Born To Run
By Bruce Springsteen
This is Bruce Springsteen’s autobiography. The book covers his childhood, parents, career, marriages, and his relationships both in and out of the music world.What did I think?
I came of age when Bruce Springsteen and the E Street Band were THE BAND! I can’t think back on college without hearing a soundtrack of “Born to Run” or “The River”. His music is indelibly stamped onto the pages of my life. As my good friend Leslie would say- “how could you not want to read about Bruce?”

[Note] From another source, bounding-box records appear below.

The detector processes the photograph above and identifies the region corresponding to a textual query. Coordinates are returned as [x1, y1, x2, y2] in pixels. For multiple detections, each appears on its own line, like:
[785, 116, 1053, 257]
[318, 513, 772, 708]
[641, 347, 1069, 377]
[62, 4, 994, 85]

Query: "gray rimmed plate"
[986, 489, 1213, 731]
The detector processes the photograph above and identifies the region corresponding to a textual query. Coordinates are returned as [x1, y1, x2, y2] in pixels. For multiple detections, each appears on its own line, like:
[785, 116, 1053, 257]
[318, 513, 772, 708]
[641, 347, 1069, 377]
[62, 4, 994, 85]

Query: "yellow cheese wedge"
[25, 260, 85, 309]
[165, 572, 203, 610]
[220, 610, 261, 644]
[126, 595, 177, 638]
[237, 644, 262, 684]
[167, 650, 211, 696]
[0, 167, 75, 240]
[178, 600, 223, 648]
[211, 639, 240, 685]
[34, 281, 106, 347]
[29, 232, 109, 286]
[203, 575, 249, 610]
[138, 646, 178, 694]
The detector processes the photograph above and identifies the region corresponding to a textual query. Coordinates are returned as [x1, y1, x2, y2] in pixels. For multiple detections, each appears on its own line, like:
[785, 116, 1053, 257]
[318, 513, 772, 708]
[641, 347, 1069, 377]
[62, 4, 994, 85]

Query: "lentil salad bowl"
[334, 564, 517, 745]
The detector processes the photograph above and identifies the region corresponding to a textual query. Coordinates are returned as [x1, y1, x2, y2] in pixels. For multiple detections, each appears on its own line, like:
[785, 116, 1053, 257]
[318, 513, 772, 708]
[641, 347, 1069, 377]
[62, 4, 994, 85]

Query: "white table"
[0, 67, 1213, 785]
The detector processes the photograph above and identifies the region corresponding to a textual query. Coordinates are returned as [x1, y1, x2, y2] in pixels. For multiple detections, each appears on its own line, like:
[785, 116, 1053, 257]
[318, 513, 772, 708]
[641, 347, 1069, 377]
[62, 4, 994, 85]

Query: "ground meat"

Here was my major revelation (although it shouldn’t have been such a revelation)- Bruce Springsteen is one serious guy! I sometimes read a passage and thought- “Oh my, I wish he didn’t take himself and everything else so seriously”. I am a big believer in finding some humor in life, and I did not see a lot in these pages. I did find him to be honest, and he is obviously trying to be the best person he can be. I find both these traits really admirable. His passages on depression shed light on a brutal disease. I give him immense credit for opening up and sharing- and of course the man can write!
Should you read it?
All in all it was a well-written account of a rock star’s life. Even more it is the story of a man that worked really hard to make his dreams come true. It is worth the time and effort to read, and yet you may come away slightly disillusioned. Springsteen may be representative of the working-man, but he sometimes comes across as a bit of a control freak. A man who insists on total dominion over all those that are in his orbit.“People always ask me how the band played like it did night after night, almost murderously consistent, NEVER stagnant and always full balls to the wall. There are two answers. One is they loved and respected their jobs, one another, their leader and the audience. The other is …because I MADE them!”Not as egalitarian as I would of supposed, but interesting reading.
“All I do know is as we age the weight of our unsorted baggage becomes heavier…much heavier. With each passing year, the price of our refusal to do that sorting rises higher and higher. Maybe I’d cut myself loose one too many times, depended on my unfailing magic act once too often, drifted that little bit too far from the smoke and mirrors holding me together. Or… just got old……old enough to know better. Whatever the reason, I’d found myself, once again, stranded in the middle of….”nowhere,” but this time the euphoria and delusions that kept me oiled and running had ground to a halt.”